Back to their Andean Roots
CauQueVa
Organizational Vision
Citizen Base Strategy
Results
The purpose of the Cooperativa Agropecuaria Artesanal Unión Quebrada y Valles (CauQueVa) (Artisan Agrarian Cooperative) is to improve their members’ living conditions, based on the production and sale of ancestral products as well as their fruit and vegetable production. They assert, "We want to recover ancestral practices and regain value to improve Colla small producers’ life standards."
Citizen Base Strategy
Relate the production to the reigning culture in order to establish its differential market value.
Although the Quebrada de Humahuaca has been a major Center of Genetic Origin, domestication, improvement and multiplication of Andean crops including corn and potato since the 1940s, other activities -mainly horticulture- have grown to fill their position. This process was strengthened in the 1990s and then collapsed at the threshold of the new millennium. Against this backdrop, the cooperative formed by small producers -most of whom are Colla-made a regional diagnosis and decided to start producing original crops in this area, introducing technological developments to their ancestral practices. This process helped them to give new value to their culture and protect bio-diversity while improving the quality of their products and reducing production costs. The cooperative has developed a quality protocol by selecting the best practices followed in the area to produce the Andean potato, in order to get the certification of their agrarian practices. Regarding the development of new technologies, the organization is working with the School of Agrarian Sciences of the University of Jujuy on issues related to plague control and the use of rhizobacterias for the best development of their crops.
Evaluate the possibility of facing new projects and alliances according to the existing management structure
CauQueVa has been able to launch a brand to trade the Andean potato as a gourmet product in high-income circles, to sell it in the country and to start exporting it. The cooperative is working to preserve the Andean potato with the aim of identifying those factors that helped this product to exist till our days. Moreover, they have introduced integral strategies to adapt their production to the new market demands. It is important to highlight that the project can be replicated in the case of other original crops such as corn, quinoa, amaranth, yerba mate or manioc. Drawing on their own experience, the cooperative organizes training programs for other producers on planning and how to improve production and commercialization processes. Further, in order to re-value the Andean culture, they have opened the “Museo de la Vida Campesina Quebradeña” (Museum of Peasant Life in the Quebrada) and they are planning to open an Andean food restaurant.
Extend learnings to the civil support network
CauQueVa is incorporating small producers from Salta and Jujuy through their training courses and field visits. Such initiatives have helped them to show that if they get together with other producers, with similar cultures, and establish common production conditions, they can sell their products in markets which are new and have usually been hard to enter. CauQueVa encourages an attitude welcoming feedback to improve producers’ training programs. Irrespective of the specific income obtained by the sale of their production through the cooperative, producers are offered machinery, permanent training, advice and credit lines. They also establish a continuous mutual nurturing process between the different areas of the cooperative in order to capitalize the lessons gained in their daily activity.

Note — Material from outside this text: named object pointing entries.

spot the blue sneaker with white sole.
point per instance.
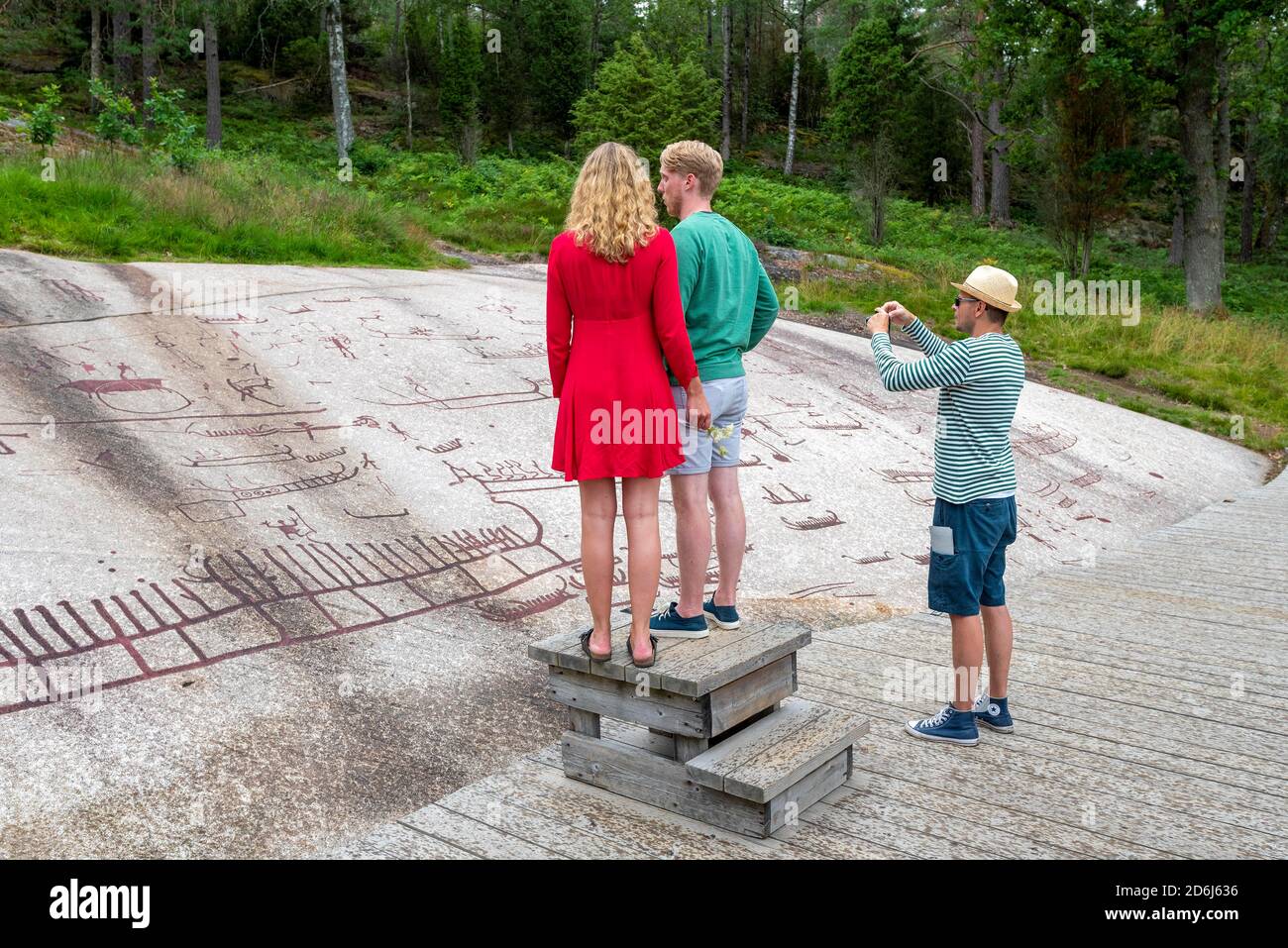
(724, 616)
(949, 725)
(992, 712)
(670, 623)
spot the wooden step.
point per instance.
(691, 668)
(629, 764)
(776, 753)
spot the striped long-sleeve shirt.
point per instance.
(979, 381)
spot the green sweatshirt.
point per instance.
(729, 303)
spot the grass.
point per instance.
(273, 196)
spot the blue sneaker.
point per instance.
(992, 712)
(952, 725)
(724, 616)
(670, 623)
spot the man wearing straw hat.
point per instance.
(979, 381)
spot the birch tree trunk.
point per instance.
(797, 85)
(340, 106)
(1203, 230)
(978, 205)
(746, 71)
(95, 47)
(123, 63)
(1176, 252)
(1000, 198)
(726, 98)
(149, 52)
(214, 103)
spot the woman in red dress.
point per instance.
(612, 311)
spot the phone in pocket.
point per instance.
(941, 540)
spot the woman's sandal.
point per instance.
(585, 647)
(631, 652)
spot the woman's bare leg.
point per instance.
(644, 554)
(597, 518)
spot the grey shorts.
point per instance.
(728, 401)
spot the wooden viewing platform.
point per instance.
(712, 738)
(1149, 691)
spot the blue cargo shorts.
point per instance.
(728, 401)
(971, 576)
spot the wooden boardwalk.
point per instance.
(1150, 695)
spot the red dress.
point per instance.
(621, 317)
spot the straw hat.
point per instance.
(992, 285)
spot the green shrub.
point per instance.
(46, 124)
(176, 132)
(116, 121)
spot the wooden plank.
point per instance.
(1209, 797)
(584, 721)
(475, 836)
(1059, 733)
(686, 666)
(399, 841)
(1180, 824)
(656, 831)
(789, 805)
(742, 698)
(652, 741)
(522, 822)
(653, 708)
(690, 747)
(765, 759)
(656, 781)
(703, 674)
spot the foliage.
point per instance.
(644, 102)
(46, 124)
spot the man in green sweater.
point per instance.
(729, 305)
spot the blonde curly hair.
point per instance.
(612, 209)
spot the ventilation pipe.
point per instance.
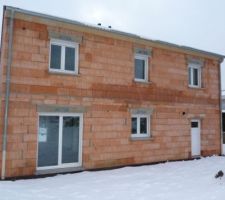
(7, 93)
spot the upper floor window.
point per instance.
(63, 56)
(141, 68)
(194, 73)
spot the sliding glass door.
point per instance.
(59, 140)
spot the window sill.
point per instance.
(195, 87)
(63, 73)
(142, 82)
(149, 138)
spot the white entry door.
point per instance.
(195, 138)
(59, 140)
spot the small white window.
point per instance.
(194, 73)
(140, 126)
(141, 68)
(63, 56)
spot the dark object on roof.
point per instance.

Their products, as a result of the brand development, have found their commercialization niches leveraged by advertising campaigns in the provincial and national media and promotions in specialized TV channels (Gourmet channel). CaQueVa also succeeded in contacting Slow Food through a buyer of their products who suggested them contacting this international organization. Slow Food shares the cooperative’s goals, since it promotes artisan productions and small agriculture. In 2002 they were finalists of the Bio-diversity Award granted by this international organization. Since then, the organization contributed with funds for publications and ideas to encourage and improve their activity. It also offered them access to an international network of organizations with similar aims.

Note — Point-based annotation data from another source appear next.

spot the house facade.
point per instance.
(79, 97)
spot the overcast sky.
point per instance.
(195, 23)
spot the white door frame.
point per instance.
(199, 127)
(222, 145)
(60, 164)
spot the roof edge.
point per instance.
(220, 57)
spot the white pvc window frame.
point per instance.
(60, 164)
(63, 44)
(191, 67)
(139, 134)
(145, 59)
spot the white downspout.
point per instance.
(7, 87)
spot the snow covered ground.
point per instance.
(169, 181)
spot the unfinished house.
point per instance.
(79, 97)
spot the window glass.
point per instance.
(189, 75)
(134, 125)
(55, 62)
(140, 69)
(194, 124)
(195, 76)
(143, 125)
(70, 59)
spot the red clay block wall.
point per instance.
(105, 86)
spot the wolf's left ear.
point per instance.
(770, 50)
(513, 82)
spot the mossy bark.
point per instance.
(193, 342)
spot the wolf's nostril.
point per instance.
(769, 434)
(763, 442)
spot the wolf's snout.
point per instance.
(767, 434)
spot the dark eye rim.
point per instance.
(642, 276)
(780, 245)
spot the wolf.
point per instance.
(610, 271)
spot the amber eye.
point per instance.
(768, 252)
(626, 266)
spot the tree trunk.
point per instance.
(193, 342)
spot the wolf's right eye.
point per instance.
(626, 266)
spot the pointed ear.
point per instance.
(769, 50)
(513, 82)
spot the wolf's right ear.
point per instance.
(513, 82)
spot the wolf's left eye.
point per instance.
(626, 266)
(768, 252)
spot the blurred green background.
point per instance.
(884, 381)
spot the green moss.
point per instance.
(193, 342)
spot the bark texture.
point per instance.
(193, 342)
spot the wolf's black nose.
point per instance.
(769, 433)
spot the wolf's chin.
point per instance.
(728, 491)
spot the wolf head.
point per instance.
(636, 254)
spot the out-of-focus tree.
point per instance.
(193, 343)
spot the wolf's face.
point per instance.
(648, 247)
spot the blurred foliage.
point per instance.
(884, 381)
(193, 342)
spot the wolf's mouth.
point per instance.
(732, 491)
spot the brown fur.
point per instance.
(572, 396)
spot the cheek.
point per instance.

In the same manner, CauQueVa tried to build a link with the Inter American Development Bank to spread its project. The strategy was based on an integral production proposal to raise funds in order to finance the technical cooperation, production and commercial strategy and on opening a credit line for their low income producers.
Results
CauQueVa generates new job opportunities for producers based on the growing market for the Andean potato. It has stimulated production in diverse regions, previously considered unsuitable. As a result, CauQueVa has protected a vital resource for the region. By re-identifying the population with original products, it was able to stimulate both new supply and demand, ultimately creating a new local economy. Simultaneously, this new, integrated production system strengthened links with the indigenous history of the region. It has reinvigorated ancestral solidarity and community practices such as the Minga, a tradition whereby community members cooperate to sow and harvest the crops, culminating in a community party, now held by the CauQueVa members.